Y luego está el «gran secreto». El MacGuffin por el que se monta todo este circo. Sin entrar en spoilers, diré que me pareció una decepción mayúscula. Durante dos horas te construyen un misterio alrededor de una caja de seguridad, te hacen creer que dentro hay algo que puede cambiar el mundo, o al menos la vida de gente muy poderosa. Y cuando por fin se desvela… la reacción es un «¿en serio? ¿Todo esto para eso?». Se siente como una justificación floja, casi una excusa para poder llevar a cabo el «atraco perfecto». Un plan tan ingenioso, tan meticulosamente diseñado, merecía una motivación mucho más potente. Al final, el plan es más interesante que el objetivo del plan, y eso es un problema grave.

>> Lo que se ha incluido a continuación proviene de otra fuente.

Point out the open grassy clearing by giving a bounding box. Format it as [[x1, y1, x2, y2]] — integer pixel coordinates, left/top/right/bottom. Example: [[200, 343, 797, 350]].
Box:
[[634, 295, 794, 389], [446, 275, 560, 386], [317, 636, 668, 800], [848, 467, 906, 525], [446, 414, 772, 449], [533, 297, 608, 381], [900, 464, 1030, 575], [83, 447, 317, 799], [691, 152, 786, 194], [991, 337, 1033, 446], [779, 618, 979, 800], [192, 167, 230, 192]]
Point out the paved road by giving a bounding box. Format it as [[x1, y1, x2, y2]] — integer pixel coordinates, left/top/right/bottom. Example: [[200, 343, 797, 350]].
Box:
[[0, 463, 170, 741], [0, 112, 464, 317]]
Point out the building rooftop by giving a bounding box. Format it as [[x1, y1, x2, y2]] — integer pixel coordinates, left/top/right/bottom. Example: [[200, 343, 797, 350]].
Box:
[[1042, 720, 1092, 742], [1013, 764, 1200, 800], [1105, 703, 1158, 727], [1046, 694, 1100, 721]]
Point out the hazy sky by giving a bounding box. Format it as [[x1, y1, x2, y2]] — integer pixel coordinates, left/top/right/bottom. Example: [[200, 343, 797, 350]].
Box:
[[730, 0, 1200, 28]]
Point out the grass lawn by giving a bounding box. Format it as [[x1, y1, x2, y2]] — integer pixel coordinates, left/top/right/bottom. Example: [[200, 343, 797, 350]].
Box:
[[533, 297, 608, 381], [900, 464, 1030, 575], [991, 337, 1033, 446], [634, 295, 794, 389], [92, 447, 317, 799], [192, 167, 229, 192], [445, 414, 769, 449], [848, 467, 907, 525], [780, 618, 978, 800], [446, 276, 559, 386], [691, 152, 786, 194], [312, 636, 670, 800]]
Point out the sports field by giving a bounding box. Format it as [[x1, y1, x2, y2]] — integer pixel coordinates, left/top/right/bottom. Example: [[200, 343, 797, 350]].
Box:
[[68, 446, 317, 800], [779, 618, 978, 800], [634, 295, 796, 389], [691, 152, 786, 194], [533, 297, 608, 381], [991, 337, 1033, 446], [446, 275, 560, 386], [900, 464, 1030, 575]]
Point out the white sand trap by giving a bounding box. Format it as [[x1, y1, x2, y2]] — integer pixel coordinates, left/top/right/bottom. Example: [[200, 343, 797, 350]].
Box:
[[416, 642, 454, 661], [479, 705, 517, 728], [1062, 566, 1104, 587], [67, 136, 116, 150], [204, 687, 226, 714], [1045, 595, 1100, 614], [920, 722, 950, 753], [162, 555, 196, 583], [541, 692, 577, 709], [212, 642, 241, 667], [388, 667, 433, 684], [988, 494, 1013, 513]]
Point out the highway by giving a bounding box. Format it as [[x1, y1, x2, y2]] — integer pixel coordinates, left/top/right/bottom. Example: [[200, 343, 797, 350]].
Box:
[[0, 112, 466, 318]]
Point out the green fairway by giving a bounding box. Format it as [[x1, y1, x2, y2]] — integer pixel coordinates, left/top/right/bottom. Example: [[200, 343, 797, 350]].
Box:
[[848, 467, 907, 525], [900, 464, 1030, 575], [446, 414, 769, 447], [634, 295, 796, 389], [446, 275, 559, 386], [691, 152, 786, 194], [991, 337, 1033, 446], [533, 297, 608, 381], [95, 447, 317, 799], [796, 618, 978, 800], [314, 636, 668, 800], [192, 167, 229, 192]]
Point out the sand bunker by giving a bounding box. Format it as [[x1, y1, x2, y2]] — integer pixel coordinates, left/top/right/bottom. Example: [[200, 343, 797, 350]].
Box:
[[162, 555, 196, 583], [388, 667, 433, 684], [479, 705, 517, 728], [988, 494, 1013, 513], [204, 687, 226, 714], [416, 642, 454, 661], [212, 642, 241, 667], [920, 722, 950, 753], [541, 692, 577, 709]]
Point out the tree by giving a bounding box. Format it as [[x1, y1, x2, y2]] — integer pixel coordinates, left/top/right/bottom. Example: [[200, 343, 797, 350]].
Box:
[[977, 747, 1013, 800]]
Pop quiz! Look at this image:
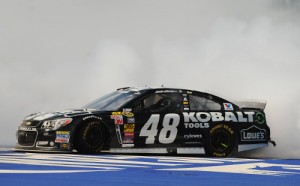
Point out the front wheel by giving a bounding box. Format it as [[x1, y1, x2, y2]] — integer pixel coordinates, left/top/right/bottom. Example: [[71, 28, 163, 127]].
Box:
[[75, 121, 105, 154], [205, 124, 237, 157]]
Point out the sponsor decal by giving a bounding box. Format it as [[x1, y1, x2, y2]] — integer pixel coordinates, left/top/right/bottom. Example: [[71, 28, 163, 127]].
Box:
[[122, 112, 134, 118], [210, 124, 234, 134], [124, 132, 134, 138], [123, 138, 133, 144], [124, 129, 134, 132], [124, 124, 135, 129], [184, 123, 209, 129], [123, 108, 132, 112], [223, 103, 233, 110], [83, 115, 101, 120], [183, 134, 202, 139], [111, 112, 122, 115], [241, 125, 267, 141], [255, 112, 266, 124], [56, 131, 70, 135], [124, 124, 135, 133], [127, 118, 135, 123], [55, 138, 69, 143], [155, 90, 177, 94], [19, 127, 36, 131], [60, 143, 70, 149], [122, 144, 134, 148], [110, 115, 123, 125], [55, 131, 70, 143], [183, 112, 255, 123], [36, 141, 49, 146]]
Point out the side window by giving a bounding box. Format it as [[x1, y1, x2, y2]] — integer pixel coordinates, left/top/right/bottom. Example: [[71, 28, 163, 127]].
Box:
[[189, 95, 222, 111], [133, 93, 182, 112]]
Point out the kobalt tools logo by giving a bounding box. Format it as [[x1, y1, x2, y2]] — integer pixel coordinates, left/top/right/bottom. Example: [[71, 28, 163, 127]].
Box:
[[183, 112, 255, 123], [241, 125, 266, 141]]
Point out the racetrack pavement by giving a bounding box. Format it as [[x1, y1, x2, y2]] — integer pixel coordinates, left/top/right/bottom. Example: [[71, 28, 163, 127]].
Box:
[[0, 149, 300, 186]]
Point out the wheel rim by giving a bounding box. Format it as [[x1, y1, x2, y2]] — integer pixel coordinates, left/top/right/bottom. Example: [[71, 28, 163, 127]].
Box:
[[211, 130, 230, 152]]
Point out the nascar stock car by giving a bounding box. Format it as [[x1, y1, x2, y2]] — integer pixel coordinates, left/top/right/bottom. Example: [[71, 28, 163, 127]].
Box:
[[16, 87, 275, 157]]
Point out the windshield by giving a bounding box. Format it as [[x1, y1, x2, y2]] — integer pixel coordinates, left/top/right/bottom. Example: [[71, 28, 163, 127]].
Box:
[[83, 91, 140, 111]]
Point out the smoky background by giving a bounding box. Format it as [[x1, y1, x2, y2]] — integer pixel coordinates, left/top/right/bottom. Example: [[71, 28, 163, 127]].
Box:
[[0, 0, 300, 158]]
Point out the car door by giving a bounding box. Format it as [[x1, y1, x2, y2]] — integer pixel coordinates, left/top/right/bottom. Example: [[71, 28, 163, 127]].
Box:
[[130, 90, 183, 148]]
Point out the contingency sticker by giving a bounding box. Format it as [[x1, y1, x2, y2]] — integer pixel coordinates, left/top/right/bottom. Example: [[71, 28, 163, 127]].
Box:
[[55, 131, 70, 143]]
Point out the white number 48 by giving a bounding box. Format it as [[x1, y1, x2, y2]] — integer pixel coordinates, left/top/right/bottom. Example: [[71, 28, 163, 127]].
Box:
[[140, 114, 180, 144]]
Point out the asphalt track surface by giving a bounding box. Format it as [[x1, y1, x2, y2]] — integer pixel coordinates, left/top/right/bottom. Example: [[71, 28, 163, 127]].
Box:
[[0, 150, 300, 186]]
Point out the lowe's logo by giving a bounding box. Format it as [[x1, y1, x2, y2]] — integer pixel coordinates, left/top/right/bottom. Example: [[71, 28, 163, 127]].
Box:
[[241, 125, 266, 141]]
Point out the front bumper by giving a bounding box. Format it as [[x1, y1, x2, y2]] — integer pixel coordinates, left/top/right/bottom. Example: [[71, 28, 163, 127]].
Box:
[[15, 127, 72, 152]]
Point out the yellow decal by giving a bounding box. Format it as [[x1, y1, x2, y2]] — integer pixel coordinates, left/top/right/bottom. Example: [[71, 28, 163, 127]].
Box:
[[122, 112, 134, 118], [56, 131, 70, 135], [111, 112, 122, 115]]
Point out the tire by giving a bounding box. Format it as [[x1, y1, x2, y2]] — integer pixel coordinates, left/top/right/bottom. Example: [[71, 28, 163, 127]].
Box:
[[205, 124, 237, 157], [75, 121, 105, 154]]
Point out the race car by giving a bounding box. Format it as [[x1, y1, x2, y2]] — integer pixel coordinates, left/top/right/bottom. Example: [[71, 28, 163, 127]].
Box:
[[16, 87, 275, 157]]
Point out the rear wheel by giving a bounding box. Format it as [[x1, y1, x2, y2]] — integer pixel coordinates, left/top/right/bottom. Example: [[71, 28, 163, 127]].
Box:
[[205, 124, 236, 157], [75, 121, 105, 154]]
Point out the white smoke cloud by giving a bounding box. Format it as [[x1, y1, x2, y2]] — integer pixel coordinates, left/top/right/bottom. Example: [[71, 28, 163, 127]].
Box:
[[0, 0, 300, 158]]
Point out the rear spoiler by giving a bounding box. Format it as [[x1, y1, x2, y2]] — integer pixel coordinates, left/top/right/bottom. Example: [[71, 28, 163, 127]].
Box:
[[234, 100, 267, 110]]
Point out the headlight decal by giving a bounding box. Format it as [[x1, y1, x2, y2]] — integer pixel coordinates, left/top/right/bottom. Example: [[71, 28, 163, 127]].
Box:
[[42, 118, 72, 130]]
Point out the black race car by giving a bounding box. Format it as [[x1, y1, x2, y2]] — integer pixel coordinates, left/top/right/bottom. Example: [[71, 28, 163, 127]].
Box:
[[16, 87, 275, 157]]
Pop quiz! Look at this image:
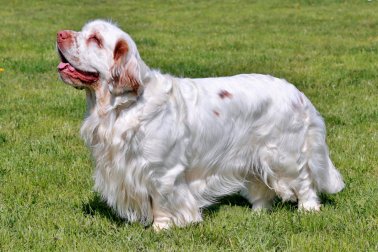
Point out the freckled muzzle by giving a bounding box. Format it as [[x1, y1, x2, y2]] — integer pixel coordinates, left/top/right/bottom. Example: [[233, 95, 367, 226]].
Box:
[[57, 31, 99, 84]]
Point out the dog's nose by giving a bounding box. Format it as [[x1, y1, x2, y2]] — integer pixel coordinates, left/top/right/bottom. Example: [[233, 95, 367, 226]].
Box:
[[57, 31, 71, 41]]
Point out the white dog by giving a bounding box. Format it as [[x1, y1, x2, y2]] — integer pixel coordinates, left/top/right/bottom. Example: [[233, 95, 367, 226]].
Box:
[[57, 20, 344, 230]]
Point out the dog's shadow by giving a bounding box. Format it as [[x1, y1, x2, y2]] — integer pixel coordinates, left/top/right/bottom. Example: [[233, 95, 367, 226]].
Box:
[[82, 194, 127, 226], [82, 194, 336, 226]]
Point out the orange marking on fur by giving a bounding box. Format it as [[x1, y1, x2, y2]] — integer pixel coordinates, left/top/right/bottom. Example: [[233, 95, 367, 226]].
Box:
[[85, 31, 104, 48], [218, 90, 232, 99]]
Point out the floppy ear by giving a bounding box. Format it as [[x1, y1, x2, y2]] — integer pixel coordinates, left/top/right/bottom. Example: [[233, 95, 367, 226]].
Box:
[[110, 39, 141, 94]]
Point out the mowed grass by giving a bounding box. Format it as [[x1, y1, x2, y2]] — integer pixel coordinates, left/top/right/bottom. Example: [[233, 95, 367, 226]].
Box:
[[0, 0, 378, 251]]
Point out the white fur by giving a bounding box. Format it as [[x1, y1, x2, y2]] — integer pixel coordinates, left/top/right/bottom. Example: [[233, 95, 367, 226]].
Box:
[[56, 21, 344, 229]]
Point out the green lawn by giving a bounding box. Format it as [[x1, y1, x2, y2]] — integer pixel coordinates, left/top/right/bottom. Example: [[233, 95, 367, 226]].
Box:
[[0, 0, 378, 251]]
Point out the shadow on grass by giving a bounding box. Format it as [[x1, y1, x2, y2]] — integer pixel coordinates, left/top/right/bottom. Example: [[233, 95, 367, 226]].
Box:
[[82, 194, 336, 223], [82, 194, 127, 226]]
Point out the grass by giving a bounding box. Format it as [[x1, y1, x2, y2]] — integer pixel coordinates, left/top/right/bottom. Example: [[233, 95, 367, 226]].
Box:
[[0, 0, 378, 251]]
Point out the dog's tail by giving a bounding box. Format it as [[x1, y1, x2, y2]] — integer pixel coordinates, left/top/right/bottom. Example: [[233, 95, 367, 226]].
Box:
[[307, 109, 345, 194]]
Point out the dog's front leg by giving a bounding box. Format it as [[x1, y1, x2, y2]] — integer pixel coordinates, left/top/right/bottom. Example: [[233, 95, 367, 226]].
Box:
[[152, 178, 202, 231]]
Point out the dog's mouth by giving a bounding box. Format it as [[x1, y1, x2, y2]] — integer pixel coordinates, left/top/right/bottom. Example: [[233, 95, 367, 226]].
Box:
[[57, 47, 99, 84]]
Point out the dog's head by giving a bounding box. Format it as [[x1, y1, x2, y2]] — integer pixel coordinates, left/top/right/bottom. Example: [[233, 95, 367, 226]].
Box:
[[57, 20, 145, 95]]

No me malinterpreten, la película está bien hecha. La dirección de Spike Lee es elegante, la fotografía de Matthew Libatique es excelente y la banda sonora de Terence Blanchard acompaña bien. Pero el cine no es solo técnica. Es emoción, es conexión, es sentir que el tiempo que inviertes vale la pena. Y al terminar de ver ‘Plan Oculto’, mi sensación fue la de haber asistido a un truco de magia muy elaborado en el que el mago se recrea tanto en los preparativos que se olvida de que el público espera un final sorprendente. El conejo que sale de la chistera es pequeño, predecible y ni siquiera es tan adorable como prometía.
Un personaje con potencial que se queda en una mera distracción.
En definitiva, ‘Plan Oculto’ es una de esas películas que, en mi humilde opinión de consumidor de cine, está tremendamente sobrevalorada. Es un ejercicio de estilo interesante, un escaparate para el talento de su reparto, pero como thriller, como historia que te atrape y te sorprenda, fracasa. Le sobran minutos, le falta tensión y su gran revelación es un anticlímax. Pude haber dedicado esas dos horas a ver dos capítulos de una buena serie, a leer un libro o, sinceramente, a cualquier otra cosa. Le doy dos estrellas, y es por Denzel y por la buena factura técnica. Por lo demás, fue una decepción. Un plan tan perfecto que se olvidó de ser emocionante.
Y tú, ¿crees que ‘Plan Oculto’ es una obra maestra o también te dejó con la sensación de que el plan era mejor que la ejecución?